13. Maintenance relative aux oligoéléments
La gestion des oligoéléments ne se limite pas à leur ajout. Elle intègre certaines considérations :
- A quel moment supplémenter : La seconde partie de la nuit est propice. En effet, à pH bas (< 8,2) certains métaux (Fe, Mn, Zn, Cu) restent plus solubles et assimilables. D’autre part cela réduit les interactions indésirables avec les macroéléments (KH, Ca, Mg) souvent réalisés en journée pour limiter la précipitation.
- Où supplémenter : en aval de l’écumeur et des traitements, dans une zone brassée au niveau de la pompe de remontée.
- Éviter l’accumulation et le déséquilibre : Certains métaux peuvent se carencer ou s’accumuler et devenir toxiques. Des précipités insolubles peuvent se dissoudre plus tard de façon incontrôlée. Mesurer à l’ICP les niveaux d’oligoélément, notamment I, Fe, Mn, Zn, Mo, V. Ne pas doser à l’aveugle. Adapter les ajouts selon les apports, par exemple via la nourriture, le phytoplancton.
- Observer les coraux : La perte de couleur peut résulter d’une carence, ou certaines pigmentations d’un excès.
- Comment supplémenter : Doser en petites doses répétées si possible avec une pompe doseuse, plutôt qu’un grand ajout, pour une meilleure stabilité, une absorption progressive. Le Calculateur supplémentation monoélément définit le dosage maxi journalier.
- Traiter à bon escient et sans excès :
- Résines anti-phosphates : Elles peuvent fixer à leur surface les ions Fe³⁺ et d’autres métaux.
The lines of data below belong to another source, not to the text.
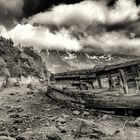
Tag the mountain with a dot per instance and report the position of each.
(63, 60)
(17, 61)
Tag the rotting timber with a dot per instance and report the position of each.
(110, 87)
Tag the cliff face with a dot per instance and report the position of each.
(16, 61)
(63, 60)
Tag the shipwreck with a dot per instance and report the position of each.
(109, 87)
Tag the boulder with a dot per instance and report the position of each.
(54, 136)
(6, 138)
(25, 136)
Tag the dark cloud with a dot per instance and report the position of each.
(10, 11)
(32, 7)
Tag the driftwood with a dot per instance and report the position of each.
(95, 100)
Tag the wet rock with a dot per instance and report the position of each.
(25, 136)
(12, 94)
(17, 121)
(86, 113)
(15, 109)
(61, 120)
(54, 136)
(91, 129)
(52, 118)
(62, 129)
(76, 112)
(65, 116)
(6, 138)
(4, 133)
(30, 93)
(14, 115)
(137, 122)
(30, 86)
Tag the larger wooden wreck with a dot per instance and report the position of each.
(109, 87)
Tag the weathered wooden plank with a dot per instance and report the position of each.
(111, 82)
(123, 81)
(99, 81)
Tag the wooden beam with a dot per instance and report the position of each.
(123, 80)
(136, 73)
(111, 82)
(99, 81)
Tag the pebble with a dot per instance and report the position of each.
(14, 115)
(52, 118)
(86, 113)
(6, 138)
(25, 136)
(76, 112)
(61, 120)
(54, 136)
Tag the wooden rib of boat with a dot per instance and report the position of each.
(110, 87)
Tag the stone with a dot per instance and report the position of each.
(14, 115)
(61, 120)
(30, 86)
(86, 113)
(136, 122)
(28, 135)
(62, 129)
(4, 133)
(65, 116)
(54, 136)
(6, 138)
(76, 112)
(52, 118)
(17, 121)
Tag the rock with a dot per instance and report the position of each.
(12, 94)
(65, 116)
(52, 118)
(137, 122)
(91, 129)
(76, 112)
(25, 136)
(15, 109)
(54, 136)
(86, 113)
(30, 86)
(4, 133)
(17, 121)
(61, 120)
(6, 138)
(15, 115)
(62, 129)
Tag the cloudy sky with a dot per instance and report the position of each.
(90, 25)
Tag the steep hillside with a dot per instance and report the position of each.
(17, 61)
(59, 61)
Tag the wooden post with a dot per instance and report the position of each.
(123, 81)
(111, 82)
(99, 82)
(136, 73)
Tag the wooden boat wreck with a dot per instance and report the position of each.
(109, 87)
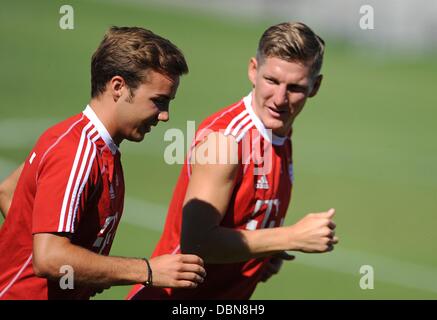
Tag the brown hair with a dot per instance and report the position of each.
(129, 52)
(292, 41)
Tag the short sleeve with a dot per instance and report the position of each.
(64, 179)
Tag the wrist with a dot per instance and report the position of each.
(149, 278)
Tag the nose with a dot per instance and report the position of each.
(163, 116)
(281, 96)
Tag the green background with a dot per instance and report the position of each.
(365, 145)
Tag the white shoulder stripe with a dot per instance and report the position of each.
(16, 276)
(79, 178)
(240, 125)
(67, 193)
(84, 181)
(244, 131)
(57, 141)
(234, 121)
(199, 134)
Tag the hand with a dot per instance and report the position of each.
(99, 290)
(314, 233)
(177, 271)
(274, 265)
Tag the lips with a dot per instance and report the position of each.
(275, 112)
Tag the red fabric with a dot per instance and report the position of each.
(234, 280)
(64, 187)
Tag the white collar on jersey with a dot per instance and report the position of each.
(90, 114)
(267, 134)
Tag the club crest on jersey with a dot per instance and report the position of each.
(111, 192)
(262, 183)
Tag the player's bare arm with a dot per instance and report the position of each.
(7, 188)
(52, 251)
(206, 201)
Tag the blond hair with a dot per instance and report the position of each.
(294, 42)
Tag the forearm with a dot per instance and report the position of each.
(225, 245)
(92, 269)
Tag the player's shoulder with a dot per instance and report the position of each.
(222, 118)
(233, 120)
(65, 136)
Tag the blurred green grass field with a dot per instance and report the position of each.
(365, 145)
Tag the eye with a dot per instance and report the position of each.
(161, 104)
(271, 80)
(297, 88)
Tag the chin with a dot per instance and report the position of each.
(274, 124)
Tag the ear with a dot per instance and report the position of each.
(252, 70)
(116, 87)
(316, 86)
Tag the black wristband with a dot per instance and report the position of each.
(149, 281)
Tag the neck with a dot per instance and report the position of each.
(104, 110)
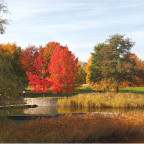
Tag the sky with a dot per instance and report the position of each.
(79, 24)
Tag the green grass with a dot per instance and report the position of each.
(104, 100)
(82, 90)
(133, 90)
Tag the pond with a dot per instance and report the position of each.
(52, 110)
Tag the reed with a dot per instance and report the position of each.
(74, 128)
(104, 100)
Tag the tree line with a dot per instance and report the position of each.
(51, 68)
(113, 66)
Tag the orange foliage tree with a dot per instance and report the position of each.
(28, 58)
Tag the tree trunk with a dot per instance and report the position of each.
(117, 89)
(61, 93)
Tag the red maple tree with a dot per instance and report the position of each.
(28, 58)
(40, 81)
(63, 68)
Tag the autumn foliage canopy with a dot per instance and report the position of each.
(58, 71)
Complémenter après l’utilisation de résines.
- Charbon actif : Le charbon actif possède une grande capacité d’adsorption. Bien que son affinité pour les métaux libres soit faible, il peut capter certains complexes métalliques (Fe, Cu, Zn…), l’iode, et impacter leur concentration le temps de son activité.
- Produits Oxydants Les oxydants couramment utilisés en récifal (ozone, peroxyde d’hydrogène, UV) peuvent dégrader certains chélateurs organiques, modifier l’état d’oxydation de certains métaux (Fe, Mn), précipiter sous forme d’hydroxydes ou d’oxydes insolubles et libérer les métaux sous forme libre à un niveau plus toxique. Limiter l’exposition aux oxydants.
- Écumeur et export biologique : L’écumeur peut extraire les métaux en solution, complexés par des chélateurs organiques, avant même qu’ils ne soient assimilés par les organismes. Si besoin il peut être temporairement désactivé.

14. Pour résumer
Réussir sa supplémentation d’(oligo)éléments repose sur quelques recommandations :
- Si vous utilisez des produits commerciaux, choisissez des solutions bien dosées, idéalement chélatées
- Si vous réalisez vos propres solutions, privilégiez des produits de haute pureté et utilisez des chélateurs adaptés (gluconate, citrate, acide humique).
- Éviter les erreurs courantes : surdosage, absence de chélation pour certains métaux, utilisation de produits inadaptés
- Surveiller les paramètres avec des analyses régulières (ICP) pour ajuster les dosages.
La réalisation de solutions d’oligoéléments est plus complexe qu’il parait prime adebord. Si cet article n’a pas convaincu de se lancer dans cette opération, à juste titre, peut être permettra-t-il de mieux comprendre les enjeux et les limites de la supplémentation.